Post by Delta Tank » 21 Jan 2022 15:45

clifford13 wrote:
17 Jun 2016 02:53
There is this minor problem with that theory. With a pair of battleships , Ozawa's "Decoy" force was anything but helpless against tg 30.8, the fleet tankers assigned to 3 rd. fleet, operating some 500 miles East by North of manila bay...which put them in a supposed safe place away from the Luzon Airfields, but right smack dab on a line of approach from the north. Formosa or Japan. Without the tankers, which refueled Tf 38 on the 19,23 and 26 of October, they'd have been forced back to Ulithi...and that would have been his objective in one go.

Personally, task groups .3 and .4 should have been set up as 5 fleet with all 9 Independence class CVL's 4 Bb's and escorts and left north of the beaches, [there's san bernardino covered, Tf 34 fans] as groups .1 and .2 did just what Halsey did...go after the carriers and protect the tankers.

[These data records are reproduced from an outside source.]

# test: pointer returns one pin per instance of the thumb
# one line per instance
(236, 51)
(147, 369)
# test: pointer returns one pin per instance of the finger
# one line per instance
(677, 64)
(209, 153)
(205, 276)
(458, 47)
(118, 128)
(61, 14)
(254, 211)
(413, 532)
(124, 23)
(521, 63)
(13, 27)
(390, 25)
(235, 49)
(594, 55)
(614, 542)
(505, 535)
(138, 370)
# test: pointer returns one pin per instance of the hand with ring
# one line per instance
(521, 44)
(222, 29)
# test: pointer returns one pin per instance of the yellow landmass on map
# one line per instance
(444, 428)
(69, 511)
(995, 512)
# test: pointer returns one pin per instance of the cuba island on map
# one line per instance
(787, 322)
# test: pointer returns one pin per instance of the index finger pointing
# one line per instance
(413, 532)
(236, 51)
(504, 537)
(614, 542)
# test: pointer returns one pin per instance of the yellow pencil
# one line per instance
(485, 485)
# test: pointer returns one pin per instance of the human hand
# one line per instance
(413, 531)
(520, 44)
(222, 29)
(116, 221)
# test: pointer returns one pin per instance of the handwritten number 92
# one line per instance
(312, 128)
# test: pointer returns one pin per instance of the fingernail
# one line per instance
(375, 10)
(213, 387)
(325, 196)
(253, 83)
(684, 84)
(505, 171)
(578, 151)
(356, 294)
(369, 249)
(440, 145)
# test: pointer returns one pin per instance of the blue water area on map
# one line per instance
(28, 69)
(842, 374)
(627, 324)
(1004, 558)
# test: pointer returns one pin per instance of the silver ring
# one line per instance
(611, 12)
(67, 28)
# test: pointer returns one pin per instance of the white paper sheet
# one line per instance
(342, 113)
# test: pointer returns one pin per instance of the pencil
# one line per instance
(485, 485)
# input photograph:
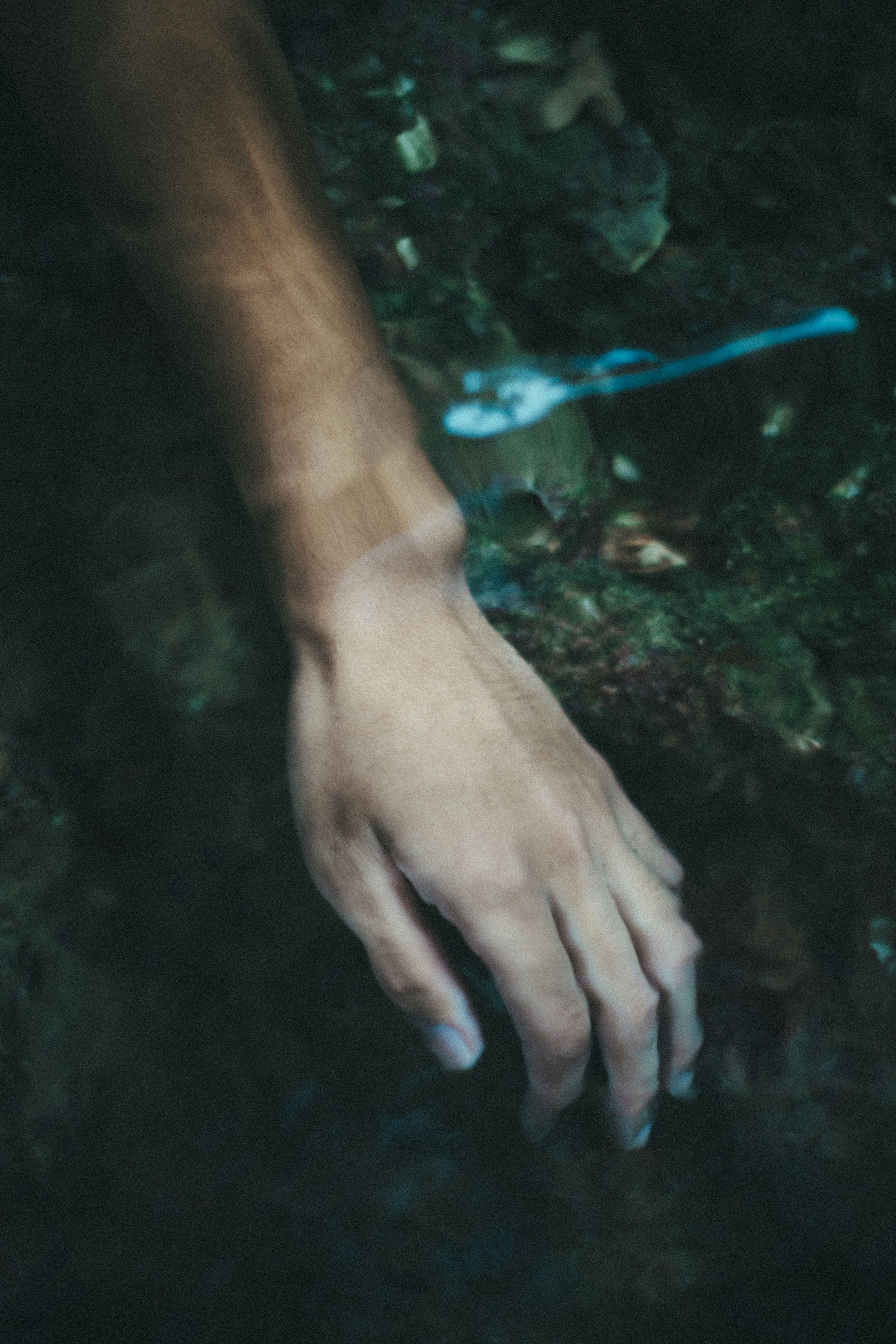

While re-reading the book entitled, “The Fast Carriers, The Forging of an Air Navy” by Clark G. Reynolds. Reynolds states on page 251-252 the composition of Sea Logistics Service Group at Leyte Gulf: “34 Fleet oilers escorted by 11 escort carriers, 19 destroyers, and 26 destroyer escorts.. . .the “jeep carriers” would provide combat air patrols and would ferry replacement aircraft. Admiral Halsey set each fueling rendezvous at the extreme range of Japanese land based planes, which never succeeded in disrupting any refueling operations.”